A senhora Íris congelou o olhar no topo do edifício oposto, junto da linha que o une ao céu. Mesmo por baixo do arco-íris. Daí sonha com outros lugares e aguarda a sua vez, a sua vez de voar, como o azul do céu que tudo explora, tudo conhece, a sua vez de ver coisas novas, gente nova com sorrisos em vez de opiniões… Assim vai pensando, até quando, um dia, será que amanhã, será que para a semana? Até quando? Então Senhora Íris, não sabes que vais sonhando apenas até chegar a hora em que terás de levantar a mesa? Afinal como não possuis os estudos dos outros, é natural que te caibam essas tarefas, tantas vezes to disseram as tuas noras. Elas sim estudaram e merecem um estatuto ao seu nível. Um trabalho ao seu nível. Um salário estrondosamente válido para as suas capacidades. Tudo aquilo que não se enquadrar nestes parâmetros não serve. Ela gostava que lhe dissessem outras coisas. Poderiam conversar com ela um bocadinho. Gostava que lhe dissessem qualquer coisa de bonito. Só de vez em quando. Era simpático da parte de todos deles. Coitados. Não estão para isso. Este país não ajuda ninguém. Coitados dos meus filhos, dias a fio sentados a olhar um pró outro, lá na sala… E a criança, o que vai ser dela? O pior, Senhora Íris, o mal é seres uma querida. É tentares agradar. É fazeres tudo por amor. Neste caso Senhora Íris, o amor não ajuda…

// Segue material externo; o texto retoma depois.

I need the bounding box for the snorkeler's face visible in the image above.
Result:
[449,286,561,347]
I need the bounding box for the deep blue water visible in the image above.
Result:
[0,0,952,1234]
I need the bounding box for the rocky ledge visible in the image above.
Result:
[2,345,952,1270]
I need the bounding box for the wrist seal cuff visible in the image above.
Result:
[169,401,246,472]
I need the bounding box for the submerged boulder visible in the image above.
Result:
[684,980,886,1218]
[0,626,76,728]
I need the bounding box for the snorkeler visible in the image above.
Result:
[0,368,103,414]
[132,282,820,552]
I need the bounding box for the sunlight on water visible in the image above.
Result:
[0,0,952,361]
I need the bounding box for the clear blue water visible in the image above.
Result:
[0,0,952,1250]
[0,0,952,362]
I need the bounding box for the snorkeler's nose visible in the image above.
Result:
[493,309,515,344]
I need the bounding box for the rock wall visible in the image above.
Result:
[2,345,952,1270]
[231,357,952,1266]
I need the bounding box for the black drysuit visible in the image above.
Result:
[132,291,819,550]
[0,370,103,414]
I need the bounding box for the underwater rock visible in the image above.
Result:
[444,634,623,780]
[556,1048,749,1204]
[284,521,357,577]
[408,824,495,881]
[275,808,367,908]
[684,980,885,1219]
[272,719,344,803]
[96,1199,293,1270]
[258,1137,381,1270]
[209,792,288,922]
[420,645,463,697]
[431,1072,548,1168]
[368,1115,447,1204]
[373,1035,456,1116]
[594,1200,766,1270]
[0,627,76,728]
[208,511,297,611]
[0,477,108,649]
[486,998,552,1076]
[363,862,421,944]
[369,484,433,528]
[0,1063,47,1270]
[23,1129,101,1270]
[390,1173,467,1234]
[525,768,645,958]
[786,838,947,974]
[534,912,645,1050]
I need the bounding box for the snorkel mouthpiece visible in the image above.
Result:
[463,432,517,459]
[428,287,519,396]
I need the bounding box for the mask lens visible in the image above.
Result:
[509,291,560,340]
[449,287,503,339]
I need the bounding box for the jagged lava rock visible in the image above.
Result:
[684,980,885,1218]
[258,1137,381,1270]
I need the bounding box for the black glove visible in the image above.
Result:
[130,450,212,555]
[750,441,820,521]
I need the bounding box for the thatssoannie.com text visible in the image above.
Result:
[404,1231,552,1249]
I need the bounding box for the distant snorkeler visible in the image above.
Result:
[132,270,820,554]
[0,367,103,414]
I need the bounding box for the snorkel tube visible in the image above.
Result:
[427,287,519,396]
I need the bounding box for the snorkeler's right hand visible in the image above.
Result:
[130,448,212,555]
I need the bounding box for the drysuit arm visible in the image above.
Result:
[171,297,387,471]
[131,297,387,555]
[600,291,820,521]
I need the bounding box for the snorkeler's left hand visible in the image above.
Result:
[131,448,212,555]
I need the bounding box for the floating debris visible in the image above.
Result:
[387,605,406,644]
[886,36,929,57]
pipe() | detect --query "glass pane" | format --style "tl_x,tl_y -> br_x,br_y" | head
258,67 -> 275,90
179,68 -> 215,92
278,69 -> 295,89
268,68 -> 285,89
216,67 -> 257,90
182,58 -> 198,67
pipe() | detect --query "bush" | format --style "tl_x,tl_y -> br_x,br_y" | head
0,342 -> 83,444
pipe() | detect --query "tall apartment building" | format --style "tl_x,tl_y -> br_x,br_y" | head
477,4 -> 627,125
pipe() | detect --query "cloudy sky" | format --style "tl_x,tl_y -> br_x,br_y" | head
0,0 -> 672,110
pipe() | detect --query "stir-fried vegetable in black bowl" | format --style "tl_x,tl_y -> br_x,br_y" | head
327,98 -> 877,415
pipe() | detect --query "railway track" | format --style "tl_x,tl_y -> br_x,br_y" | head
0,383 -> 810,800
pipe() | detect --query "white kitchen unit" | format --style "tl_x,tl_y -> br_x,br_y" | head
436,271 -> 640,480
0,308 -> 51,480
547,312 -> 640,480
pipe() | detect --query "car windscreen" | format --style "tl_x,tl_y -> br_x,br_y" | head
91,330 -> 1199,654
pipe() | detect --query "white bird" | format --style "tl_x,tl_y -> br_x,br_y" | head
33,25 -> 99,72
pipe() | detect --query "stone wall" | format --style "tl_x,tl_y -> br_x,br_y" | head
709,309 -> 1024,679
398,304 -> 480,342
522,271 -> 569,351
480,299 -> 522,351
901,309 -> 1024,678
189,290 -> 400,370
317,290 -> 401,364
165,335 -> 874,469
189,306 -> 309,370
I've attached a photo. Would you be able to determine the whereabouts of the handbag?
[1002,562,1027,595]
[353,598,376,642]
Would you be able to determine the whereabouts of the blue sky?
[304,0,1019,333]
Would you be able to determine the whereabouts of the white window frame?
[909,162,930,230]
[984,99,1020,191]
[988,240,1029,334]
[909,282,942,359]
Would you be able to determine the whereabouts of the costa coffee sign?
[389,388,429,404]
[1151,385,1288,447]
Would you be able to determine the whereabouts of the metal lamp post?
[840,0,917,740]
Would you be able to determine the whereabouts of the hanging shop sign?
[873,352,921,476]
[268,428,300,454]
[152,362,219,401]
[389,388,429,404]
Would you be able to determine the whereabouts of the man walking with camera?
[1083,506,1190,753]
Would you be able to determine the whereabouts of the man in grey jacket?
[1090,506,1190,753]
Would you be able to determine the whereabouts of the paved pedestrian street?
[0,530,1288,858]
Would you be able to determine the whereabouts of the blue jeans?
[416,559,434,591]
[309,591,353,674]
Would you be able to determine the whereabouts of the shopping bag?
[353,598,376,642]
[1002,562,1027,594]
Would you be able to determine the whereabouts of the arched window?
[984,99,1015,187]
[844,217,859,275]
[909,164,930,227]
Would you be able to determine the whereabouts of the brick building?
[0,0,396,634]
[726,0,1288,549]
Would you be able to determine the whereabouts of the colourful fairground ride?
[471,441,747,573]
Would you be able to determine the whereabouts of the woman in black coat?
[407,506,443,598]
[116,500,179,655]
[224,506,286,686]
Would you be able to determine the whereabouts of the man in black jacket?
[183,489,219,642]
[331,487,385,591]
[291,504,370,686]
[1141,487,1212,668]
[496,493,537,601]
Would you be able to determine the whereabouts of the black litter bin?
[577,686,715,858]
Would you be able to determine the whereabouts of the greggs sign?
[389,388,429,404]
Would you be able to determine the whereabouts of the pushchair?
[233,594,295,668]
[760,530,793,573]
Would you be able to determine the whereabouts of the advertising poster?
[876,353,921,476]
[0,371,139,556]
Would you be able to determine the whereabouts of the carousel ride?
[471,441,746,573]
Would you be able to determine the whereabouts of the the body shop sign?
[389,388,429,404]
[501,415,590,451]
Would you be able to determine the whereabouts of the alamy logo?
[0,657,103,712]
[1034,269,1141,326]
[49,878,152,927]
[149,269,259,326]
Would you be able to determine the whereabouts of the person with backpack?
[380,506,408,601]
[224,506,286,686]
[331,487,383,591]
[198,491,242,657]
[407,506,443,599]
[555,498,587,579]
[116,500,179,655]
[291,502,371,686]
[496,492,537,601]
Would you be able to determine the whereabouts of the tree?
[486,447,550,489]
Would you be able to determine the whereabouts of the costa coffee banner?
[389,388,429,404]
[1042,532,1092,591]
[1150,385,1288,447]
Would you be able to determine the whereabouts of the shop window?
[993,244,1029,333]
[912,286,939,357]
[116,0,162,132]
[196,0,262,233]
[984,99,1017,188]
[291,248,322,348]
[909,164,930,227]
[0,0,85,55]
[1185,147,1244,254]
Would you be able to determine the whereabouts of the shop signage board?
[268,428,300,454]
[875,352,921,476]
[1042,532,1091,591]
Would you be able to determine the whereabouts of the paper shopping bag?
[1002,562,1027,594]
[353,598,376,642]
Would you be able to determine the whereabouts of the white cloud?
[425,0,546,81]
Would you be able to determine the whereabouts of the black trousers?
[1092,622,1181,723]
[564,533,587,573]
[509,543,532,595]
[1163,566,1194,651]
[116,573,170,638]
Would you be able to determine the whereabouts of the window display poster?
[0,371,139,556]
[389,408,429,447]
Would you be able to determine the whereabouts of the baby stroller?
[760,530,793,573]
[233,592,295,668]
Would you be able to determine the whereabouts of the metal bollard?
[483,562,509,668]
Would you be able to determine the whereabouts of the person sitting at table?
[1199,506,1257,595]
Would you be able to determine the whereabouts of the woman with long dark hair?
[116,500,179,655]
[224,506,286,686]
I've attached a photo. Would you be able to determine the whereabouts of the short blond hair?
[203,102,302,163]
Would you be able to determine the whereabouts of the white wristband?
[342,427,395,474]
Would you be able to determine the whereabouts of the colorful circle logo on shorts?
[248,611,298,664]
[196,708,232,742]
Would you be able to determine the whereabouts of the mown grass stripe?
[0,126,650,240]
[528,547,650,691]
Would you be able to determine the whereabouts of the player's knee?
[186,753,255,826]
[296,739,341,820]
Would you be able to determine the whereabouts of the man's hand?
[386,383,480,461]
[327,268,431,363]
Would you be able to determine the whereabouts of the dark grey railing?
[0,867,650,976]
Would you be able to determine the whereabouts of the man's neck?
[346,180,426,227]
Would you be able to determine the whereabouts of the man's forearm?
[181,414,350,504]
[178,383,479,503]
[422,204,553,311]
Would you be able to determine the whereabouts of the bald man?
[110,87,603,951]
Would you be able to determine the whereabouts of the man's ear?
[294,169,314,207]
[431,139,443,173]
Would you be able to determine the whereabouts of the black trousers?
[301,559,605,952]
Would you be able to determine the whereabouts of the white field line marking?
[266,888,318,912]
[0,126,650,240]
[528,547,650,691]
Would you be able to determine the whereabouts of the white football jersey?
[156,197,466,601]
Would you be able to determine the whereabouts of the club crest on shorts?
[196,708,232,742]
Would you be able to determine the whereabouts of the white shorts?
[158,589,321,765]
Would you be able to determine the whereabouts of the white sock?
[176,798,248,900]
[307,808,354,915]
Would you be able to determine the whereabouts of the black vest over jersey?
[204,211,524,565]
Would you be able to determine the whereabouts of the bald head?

No edifício onde ela pousa o olhar encontram-se várias janelas com as suas persianas abertas. Também aí há gente à mesa. Também aí vivem famílias. Por vezes consegue vislumbrar um vulto a passar por uma dessas janelas, e logo inventa um cenário, uma telenovela, uma história. Hoje sente-se um pouco só. Falta-lhe a coragem para inventar seja o que for...

5-4-3-2-1... descida abrupta à terra....

- Mãe!!! A sério que é isto que queres que a gente coma?